After the prosecution has presented its case, you may present your case by calling witnesses, presenting physical evidence and/or testifying on your own behalf.
Judgment / Verdict
If the case is tried by the judge, the decision is called a judgment. If the case is tried by a jury, the decision is called a verdict. The judge or jury can consider only the testimony of witnesses under oath and any evidence admitted during the trial. If you are found guilty by either the judge or jury, the penalty will be announced at that time. The judge will extend the case for 10 days for you to pay the fine or file a Motion for New Trial.
FinesThe amount of fine the court assesses is determined only by the facts and circumstances of the case. The maximum fine for most municipal court traffic violations is $200; for penal violations, $500; for certain city ordinance violations, $2000; and for other city ordinance violations, $500. Fines are payable by cash, check, money order and MasterCard or Visa credit/debit cards. A 24-hour depository box is also available for your convenience on the northeast corner of the court facility.

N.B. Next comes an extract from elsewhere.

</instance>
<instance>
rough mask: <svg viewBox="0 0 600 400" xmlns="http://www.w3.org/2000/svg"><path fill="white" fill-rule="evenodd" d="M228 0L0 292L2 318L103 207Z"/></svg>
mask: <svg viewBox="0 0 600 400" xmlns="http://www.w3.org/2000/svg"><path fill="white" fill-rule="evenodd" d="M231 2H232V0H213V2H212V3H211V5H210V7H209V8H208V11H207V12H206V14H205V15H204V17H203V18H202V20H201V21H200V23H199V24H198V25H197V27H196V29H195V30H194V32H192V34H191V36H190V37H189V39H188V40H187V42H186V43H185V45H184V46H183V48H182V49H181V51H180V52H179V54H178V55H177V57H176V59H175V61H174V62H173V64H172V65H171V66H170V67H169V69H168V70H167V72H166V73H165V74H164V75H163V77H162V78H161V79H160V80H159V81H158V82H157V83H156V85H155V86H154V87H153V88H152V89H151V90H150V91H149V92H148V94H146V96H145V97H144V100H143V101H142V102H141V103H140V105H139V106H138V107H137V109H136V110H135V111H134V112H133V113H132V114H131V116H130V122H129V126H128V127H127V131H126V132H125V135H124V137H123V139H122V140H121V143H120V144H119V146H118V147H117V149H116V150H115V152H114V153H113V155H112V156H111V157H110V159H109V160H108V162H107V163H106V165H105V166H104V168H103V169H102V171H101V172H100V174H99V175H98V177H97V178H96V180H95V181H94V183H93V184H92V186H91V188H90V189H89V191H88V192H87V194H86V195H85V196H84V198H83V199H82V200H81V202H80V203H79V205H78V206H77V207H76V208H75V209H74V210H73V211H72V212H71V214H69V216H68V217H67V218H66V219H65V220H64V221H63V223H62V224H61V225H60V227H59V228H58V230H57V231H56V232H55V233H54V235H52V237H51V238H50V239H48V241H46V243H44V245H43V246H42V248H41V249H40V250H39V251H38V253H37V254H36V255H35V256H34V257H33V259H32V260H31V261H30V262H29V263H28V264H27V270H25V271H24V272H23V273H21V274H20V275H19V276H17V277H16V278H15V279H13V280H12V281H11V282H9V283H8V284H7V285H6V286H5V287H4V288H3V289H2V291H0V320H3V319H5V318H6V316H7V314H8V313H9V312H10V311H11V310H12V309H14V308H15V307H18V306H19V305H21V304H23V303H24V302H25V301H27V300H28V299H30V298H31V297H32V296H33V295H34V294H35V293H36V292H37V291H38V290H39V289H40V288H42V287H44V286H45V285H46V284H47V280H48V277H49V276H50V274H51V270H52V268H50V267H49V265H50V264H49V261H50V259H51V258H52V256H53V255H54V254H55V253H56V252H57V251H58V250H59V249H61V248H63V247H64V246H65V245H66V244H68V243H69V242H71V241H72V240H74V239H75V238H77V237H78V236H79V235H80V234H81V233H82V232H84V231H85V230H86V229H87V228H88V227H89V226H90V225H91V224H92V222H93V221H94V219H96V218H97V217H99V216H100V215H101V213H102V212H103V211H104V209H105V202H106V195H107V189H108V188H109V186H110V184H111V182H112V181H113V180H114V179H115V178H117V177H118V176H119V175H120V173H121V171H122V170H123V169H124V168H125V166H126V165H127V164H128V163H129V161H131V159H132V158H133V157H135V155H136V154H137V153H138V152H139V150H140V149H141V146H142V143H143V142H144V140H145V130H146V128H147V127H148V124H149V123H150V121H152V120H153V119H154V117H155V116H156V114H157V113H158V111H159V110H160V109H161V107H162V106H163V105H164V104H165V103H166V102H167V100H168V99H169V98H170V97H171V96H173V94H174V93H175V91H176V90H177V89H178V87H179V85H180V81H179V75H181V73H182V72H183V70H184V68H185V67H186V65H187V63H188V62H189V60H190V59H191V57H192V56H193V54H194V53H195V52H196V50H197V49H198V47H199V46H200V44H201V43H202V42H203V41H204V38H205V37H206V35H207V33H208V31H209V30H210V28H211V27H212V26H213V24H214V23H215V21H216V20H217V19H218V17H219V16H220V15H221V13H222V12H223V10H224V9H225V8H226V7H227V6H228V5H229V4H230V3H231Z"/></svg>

Documents submitted to the Court through the 24-hour depository box will be date stamped "received" on the following business day.
If you are found guilty of an offense, mandated state court costs are included in the amount due. These charges vary according to the offense. Court costs are applicable to defensive driving, deferred adjudication or probation.
Right to Appeal
If you are found guilty and are not satisfied with the judgment of the court, you have the right to appeal your case. Since the Grand Prairie Municipal Court is a court of record, you must adhere to the appeal process as outlined in the Government Code. (The Uniform Court of Record Act and Sections applicable only to the City of Grand Prairie). Appeals will be based on any "legal" error - not a new trial of the facts.
If you are found guilty, you may make written motion to the court for a new trial. The judge may grant a new trial if persuaded that justice has not been done in the trial of your case. Your Motion for a New Trial must state the legal grounds for the appeal. Denial of the Motion for a New Trial requires the posting of an Appeal Bond, Notice of Appeal and a transcript of the proceedings.
Juveniles who fail to appear or complete their sentence will be reported to the Department of Public Safety. The Department of Public Safety may suspend a juvenile's drivers license or deny the right to obtain a drivers license.